Żyjemy wtedy tak, jakby ich po prostu nie było. Kiedy sytuacja się
odmienia, nagle w myślach przewijamy jeden i ten sam temat, ten
który aktualnie nas mocno dotyczy. Przeglądamy go, obracamy jakby
od tego miał stać się łatwiejszy... Czasami takie zachowanie
rzeczywiście pomaga i nagle okazuje się, że nie ma potrzeby aż
tak intensywnie go wałkować. Dokładnie tak wygląda sprawa z
wiernością. Wchodząc w związek zakochani nie zaprzątają sobie
myśli taką tematyką. Jest dla nich bowiem jasne, że są dla
siebie jedyni...
„Wierność
jest trudna” to drugi po „Ja chyba zwariuję!” tom serii
„Miłość i inne szaleństwa”.
Tym
razem na piedestale staje Eliza, siostra Niny, którą czytelniczki
poznają w tomie pierwszym.
Dziewczyna
spełnia się w pracy: dwa razy w tygodniu z dziećmi autystycznymi a
w pozostałe dni spędza czas z maluchami na świetlicy w szkole
podstawowej. W czasie wolnym zaś przygotowuje się na najważniejszy
dzień w swoim życiu. Wydaje się, że Paweł jest idealnym
kandydatem na męża. Wszyscy z otoczenia dziewczyny, z małym
wyjątkiem, kibicują temu związkowi. Dotychczasowe spokojne życie
Elizy jednak niespodziewanie przybiera inny obrót.

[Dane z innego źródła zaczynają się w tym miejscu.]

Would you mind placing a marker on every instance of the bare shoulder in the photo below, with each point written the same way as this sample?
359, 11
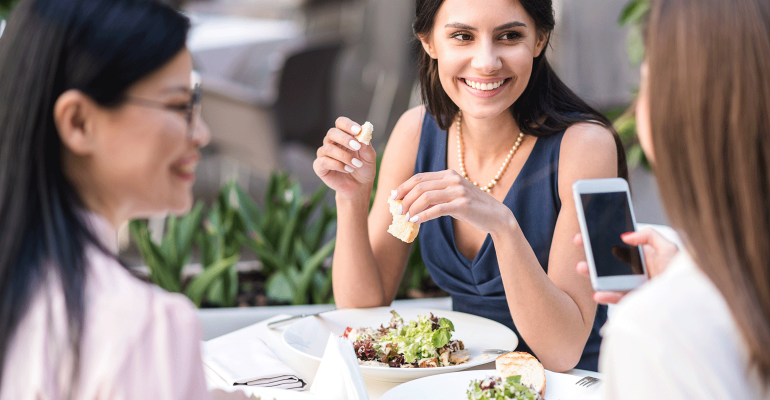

Na drodze
dziewczyny staje przystojny motocyklista, Szczepan, obok którego
trudno przejść obojętnie. Kiedy do tego dojdzie również
Patrycja, siostra Elizy i to bliźniaczka, której w głowie także
zawrócił Szczepan, dziewczyny naprawdę będą miały spory orzech
do zgryzienia.
No
i jak to jest w końcu z tą wiernością? Czy Eliza zdoła oprzeć
się urokowi Szczepana i stanie na ślubnym kobiercu obok Pawła,
który poza narzeczoną nie widzi świata? A może nagłe zauroczenie
okaże się tak silne, że żadna siła nie będzie w stanie
sprowadzić dziewczynę na ziemię?
Bardzo
przyjemna lektura. Idealna na jeden wieczór, na odstresowanie, jako
odskocznia od krwawych kryminałów. Choć to część druga serii, z
powodzeniem można czytać bez znajomości jej poprzedniczki. Nie
spodziewajcie się Państwo po niej wiele. To typowo kobieca,
sielankowa lektura, nie mniej jednak warto zaznaczyć, iż
bohaterowie powieści zostali przestawieni w pełnej krasie.
Czytelnik zaznajamia się z ich uczuciami, wątpliwościami. Agata
Przybyłek owszem nie porwała się na nic odkrywczego ale też nie
stworzyła płytkiej historii i za to wielki plus.